Ahead of the new code coming into effect in 2025, it is pivotal for all suppliers to acquaint themselves with this latest iteration and ensure temporary site accommodation satisfies this new standard of fire safety.

Firming up fire safety

Released by the Fire Protection Association in January 2023, JCoP 10.1 is designed to maintain a high-level management of fire risks on construction sites. In particular, the new version of the code builds on regulations relating to temporary buildings and temporary accommodation that have been introduced incrementally to the code over the past few years.

New changes include confirmation that a fire break of at least six metres in length should exist on site between temporary buildings and permanent buildings, buildings under construction or refurbishment, and any other temporary facilities. Compliance with this clause will help to limit the potential spread of fire on a construction site. Where a six-metre fire break cannot be provided, section 13.3 of JCoP 10.1 stresses that temporary buildings must be manufactured with ‘materials that do not significantly contribute to the growth of a fire or the propagation of smoke and corrosive or toxic fumes’.

In temporary buildings that are stacked vertically, the floor/roof assembly and any supporting members must also achieve at least 30 minutes of fire resistance. This is in accordance with BS EN 13501-2 (ref 23) or British national equivalent tests. As a rule of thumb, suppliers should aim to exceed the 30 minutes where possible to maximise the protection provided.The more the spread of fire is delayed, the greater the evacuation time, increasing the safety of those using the temporary building. 

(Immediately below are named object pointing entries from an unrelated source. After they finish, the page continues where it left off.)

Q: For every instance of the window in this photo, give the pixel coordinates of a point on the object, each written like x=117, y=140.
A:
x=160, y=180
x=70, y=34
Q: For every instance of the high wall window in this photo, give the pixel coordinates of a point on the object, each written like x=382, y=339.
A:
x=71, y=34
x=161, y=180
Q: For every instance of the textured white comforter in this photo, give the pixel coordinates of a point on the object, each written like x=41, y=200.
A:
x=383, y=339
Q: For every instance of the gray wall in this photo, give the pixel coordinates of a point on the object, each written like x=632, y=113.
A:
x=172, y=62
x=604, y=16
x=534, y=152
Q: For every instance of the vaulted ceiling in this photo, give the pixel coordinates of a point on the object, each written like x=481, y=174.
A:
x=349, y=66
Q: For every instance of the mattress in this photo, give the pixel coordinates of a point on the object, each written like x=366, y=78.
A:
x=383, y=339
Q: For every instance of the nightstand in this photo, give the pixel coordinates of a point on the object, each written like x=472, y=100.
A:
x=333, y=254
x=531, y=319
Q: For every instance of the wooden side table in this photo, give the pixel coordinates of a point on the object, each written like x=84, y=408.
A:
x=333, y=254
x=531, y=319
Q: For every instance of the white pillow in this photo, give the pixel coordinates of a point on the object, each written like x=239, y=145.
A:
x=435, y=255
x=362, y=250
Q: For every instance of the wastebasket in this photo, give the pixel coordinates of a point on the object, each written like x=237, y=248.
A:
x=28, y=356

Understanding and applying the updates to JCoP 10.1 and altering the design and manufacture of temporary buildings to reflect them must be a priority for suppliers moving forward. Doing so will ensure the continued safety of clients and their on site assets, and that insurance contracts are complied with.

Fire testing comes first

The manufacture of temporary buildings and temporary accommodation should be prefaced with rigorous fire testing to ensure compliance with JCoP 10.1. This includes testing the fire resistance of the floor/roof assembly and walls of new and existing buildings, within a controlled environment, to confirm that resistance meets or exceeds the 30-minute BS EN13501 standard.

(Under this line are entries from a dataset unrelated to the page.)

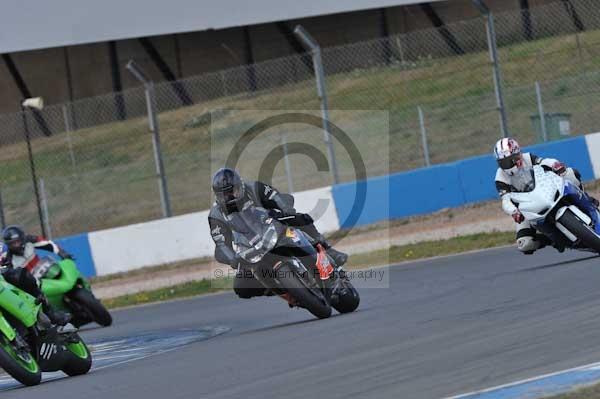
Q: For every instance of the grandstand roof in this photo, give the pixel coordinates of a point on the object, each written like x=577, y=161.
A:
x=30, y=25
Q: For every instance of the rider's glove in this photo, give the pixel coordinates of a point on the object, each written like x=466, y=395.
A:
x=559, y=168
x=518, y=216
x=235, y=262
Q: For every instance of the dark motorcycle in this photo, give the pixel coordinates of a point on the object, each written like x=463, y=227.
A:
x=285, y=262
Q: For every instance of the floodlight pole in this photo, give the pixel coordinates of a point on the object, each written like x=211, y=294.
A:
x=153, y=123
x=310, y=44
x=493, y=49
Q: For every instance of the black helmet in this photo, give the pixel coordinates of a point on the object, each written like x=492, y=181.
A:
x=14, y=238
x=228, y=187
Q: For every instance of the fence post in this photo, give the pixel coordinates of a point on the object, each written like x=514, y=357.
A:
x=32, y=167
x=311, y=45
x=45, y=213
x=424, y=137
x=286, y=160
x=153, y=123
x=493, y=49
x=538, y=92
x=68, y=130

Only through testing will suppliers be able to determine the performance of a building’s features and their reactions to fire exposures, such as flame visibility, discolouration and plasterboard detachment. Testing will measure such results at regular intervals and illustrate how well and how long fire can be contained within a building.

Data sheets providing information about individual materials used to manufacture temporary buildings and temporary accommodation cannot replace fire testing, as the results of this process are needed to prove compliance with the fire resistance rules in JCoP 10.1.

As January 2025 draws nearer, it is essential that suppliers of temporary buildings and temporary accommodation take ownership for understanding and implementing section 13 of JCoP 10.1 to reinforce fire safety on site and the fire safety of the buildings themselves.

Temporary buildings are an important asset for many organisations and it is down to suppliers to ensure they remain safe environments for generations to come.